Palestinian liberation theology first emerged during the 1948 Palestine war, and was developed during the first Palestinian Intifada in the 1980s. It was an effort to reconcile the Christian duties of love and forgiveness, as well as the role of the Bible in Christian and Jewish Zionism, with the struggles of the Israeli–Palestinian conflict. Like Latin American liberation theology, it emphasizes justice for Palestinians while insisting on the need for Christian love.
==== Key figures ====
- Naim Ateek, an Anglican priest whose family settled in Jerusalem after expulsion from the Galilee, founded Palestinian Liberation Theology and published a book in 1989 called Justice and Only Justice: A Palestinian Theology of Liberation.
- Elias Chacour, a former archbishop in the Melkite Greek Catholic Church, has worked to create a liberation theology that emphasizes love and support for both Jews and Palestinians. He has used educational activism and non-violent political protest to call for Palestinian equality in Israel.
- Mitri Raheb, an Evangelical Lutheran priest in Bethlehem, writes that the people of the Holy Land have lived under an occupying power since the time of Jesus. His writings use the Bible to establish a place for Palestinians in the Christian narrative.
- Salim Munayer, a Palestinian theologian who was the Academic Dean of the Bethlehem Bible College and founder of Musalaha (vision of reconciliation). He comes from the city of Lydda and lives in Jerusalem.

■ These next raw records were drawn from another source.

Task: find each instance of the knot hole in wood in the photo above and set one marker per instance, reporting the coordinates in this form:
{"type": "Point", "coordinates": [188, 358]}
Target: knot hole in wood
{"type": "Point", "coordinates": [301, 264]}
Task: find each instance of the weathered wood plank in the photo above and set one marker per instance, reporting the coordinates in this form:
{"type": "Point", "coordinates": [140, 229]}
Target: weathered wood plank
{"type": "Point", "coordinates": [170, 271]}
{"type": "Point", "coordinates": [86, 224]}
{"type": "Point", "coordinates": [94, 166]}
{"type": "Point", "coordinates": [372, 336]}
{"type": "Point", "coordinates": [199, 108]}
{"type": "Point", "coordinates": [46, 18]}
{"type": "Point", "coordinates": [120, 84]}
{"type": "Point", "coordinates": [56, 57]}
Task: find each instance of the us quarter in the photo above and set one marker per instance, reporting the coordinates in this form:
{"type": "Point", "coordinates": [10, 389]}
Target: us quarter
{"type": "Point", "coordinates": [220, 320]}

Salim wrote on many subjects such as justice, identity and reconciliation..
- Munther Issac , a Palestinian Christian pastor, author, and theologian based in the West Bank. Raised in Beit Sahour, he completed a PhD at the Oxford Centre for Mission Studies, later becoming the director of the Christ at the Checkpoint conference and the academic dean of Bethlehem Bible College. Ordained to the Evangelical Lutheran Church in Jordan and the Holy Land in 2016, he currently pastors two churches, including the Christmas Lutheran Church in Bethlehem. Considered a prominent Palestinian theologian and pastor.

=== Jordan ===
Christians in Jordan are either descendants of the native Bedouin tribes or of Palestinian refugees, and they point to their historic presence in the area, which predates Islam, as a way of proving their loyalty to Jordan's sympathetic monarchy. Christian politicians formed a surprising political alliance with the Muslim Brotherhood during the 2016 campaign season. Christians justify this by pointing to the need to maintain their historic presence for family and religious reasons, given their proximity to many holy sites.

== Documents ==
Christian leaders in the Middle East garner support from fellow Christians in other nations, sometimes by issuing direct calls to act on the demands made by their political theology.

=== Kairos Palestine document ===
The Kairos document is a call from Palestinian Christian leaders for peaceful co-existence in the Holy Land, beginning with a re-negotiation of rights in Jerusalem for "two peoples" and "three religions". The document's theology begins with an insistence on God's love for all people and for Christian love for others, which sometimes requires strong action. The Kairos document argues against theologians who use the Bible to justify a religious state in the Holy Land, where Palestinian Christians and Muslims have a "natural right" to live. The authors place their hope for peace in God rather than political action, saying "resistance with love" is "a right and a duty for the Christian". The document references the Apostle Paul's statement to not resist evil with evil, but it stops short of condemning terrorism, calling instead for a removal of the "roots of 'terrorism'".

=== From the Nile to the Euphrates ===
The Christian Academic Forum for Citizenship in the Arab World released the region's first "public theology" in 2014, titled From the Nile to the Euphrates: The Call of Faith and Citizenship. The document's authors are scholars from Egypt, Syria, Lebanon, Jordan, Palestine, and Iraq, and it critically analyzes the role of religion in helping with the region's educational, social, and structurally political problems. The document stresses religion's potential for harm in political life multiple times and repeatedly emphasizes the need for Christians and Muslims to work together using principles of equality and freedom.